Since then, I have been to church numerous times. The one I’d spent the most time at was more of a New Age church, more or less non-denominational. They’re all very welcoming, some feel perhaps too welcoming. It didn’t bother me any. I love hugs! They’re very relaxed, many come to church in jeans, even the pastor. The worship is very heartfelt and moving. The sermons have spoken to me. I also met some wonderful people and got to know an old friend a lot better. Though as I grew, I knew I needed to find a new church home. One must go where God leads them. That took some time for me to figure out, what my next step would be, where I would best grow in Him, where I could best serve Him.
So now, I go to a Lutheran church. Ah back to where I “started”. They have one Sunday that has contemporary services and the rest are their traditional ones. My boyfriend is used to the traditional ones and I find I thrive more in the contemporary setting. The traditional Lutheran services remind me of the Catholic ones, too formatted so to speak. Stand up, sit down, repeat after me, and the like just isn’t my cup of tea. So Doug and I talked about it before attending his sister’s church and decided to give a few churches a try. First we tried the Lutheran church his dad goes to, one that he himself has gone to for a number of years.
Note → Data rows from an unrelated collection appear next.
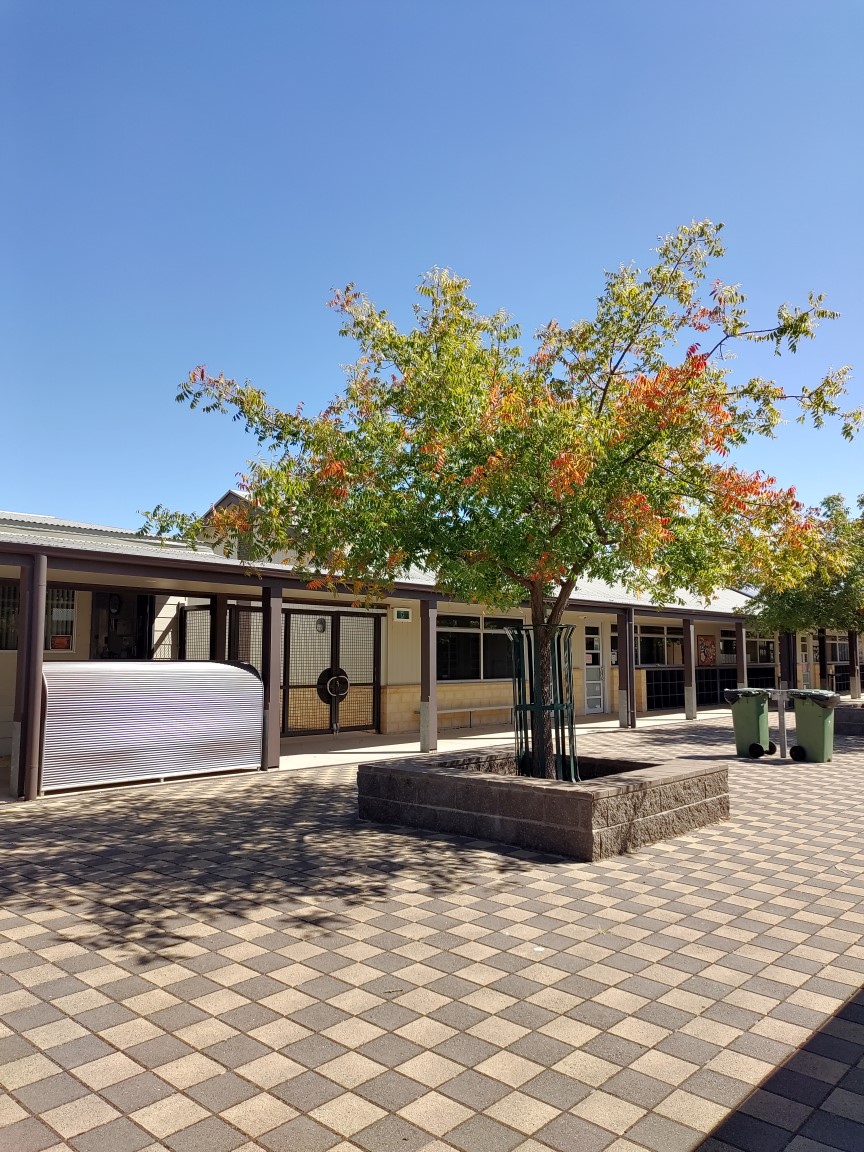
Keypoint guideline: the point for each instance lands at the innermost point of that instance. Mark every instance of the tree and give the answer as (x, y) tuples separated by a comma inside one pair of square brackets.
[(832, 596), (603, 454)]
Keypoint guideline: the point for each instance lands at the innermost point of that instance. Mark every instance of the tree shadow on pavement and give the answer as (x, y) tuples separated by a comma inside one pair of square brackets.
[(813, 1100), (141, 868)]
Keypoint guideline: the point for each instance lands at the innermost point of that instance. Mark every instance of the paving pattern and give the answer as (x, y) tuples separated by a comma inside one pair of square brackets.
[(239, 963)]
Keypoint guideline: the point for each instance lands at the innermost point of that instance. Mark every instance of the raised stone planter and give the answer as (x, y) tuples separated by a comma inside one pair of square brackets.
[(465, 794), (849, 720)]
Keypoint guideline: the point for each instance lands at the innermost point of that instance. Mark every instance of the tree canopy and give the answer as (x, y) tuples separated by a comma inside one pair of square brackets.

It was too traditional for me. They do have contemporary services every other Sunday, but we haven’t gone to one of those yet. First I asked him to try the New Age one that I’d gone to before. That was too contemporary for him. So next we tried a traditional service at his sister and brother in-law’s church. It was okay, but he agreed we could go to one of the contemporary services. I fell in love it right away. I left feeling energized and ready to live for God. He said even he liked it. So, we agreed to compromise and go to both. He and I both get what we need with God.
I have been to a number of churches, some I was serious about, some only went once or twice with friends or family for special occasions. I been to Catholic, Lutheran, Lutheran Evangelical Free, Evangelical Free, Episcopal, Methodist, Presbyterian, Non-Denominational, e.t.c churches. They have all had some different to offer. Sometimes I wish there weren’t so many different denominations though, that we could all just consider ourselves Christian and leave it at that. Sometimes I think having those different sects within the Christian faith divides us, when we should all be united in Christ’s love for us and our love for both Him and for one another. I do understand that each person needs something different and our walks with God are as unique as we are. But is one denomination better than another? It seems that some feel that way. I don’t think any one sect is better or more Christian. If you love God with all of your heart, you live to honor Him, and you love others like Christ does…this is what matters, not whether you’re Lutheran or Methodist. When people ask me “what I am”, I simply say, “Christian” and leave it at that.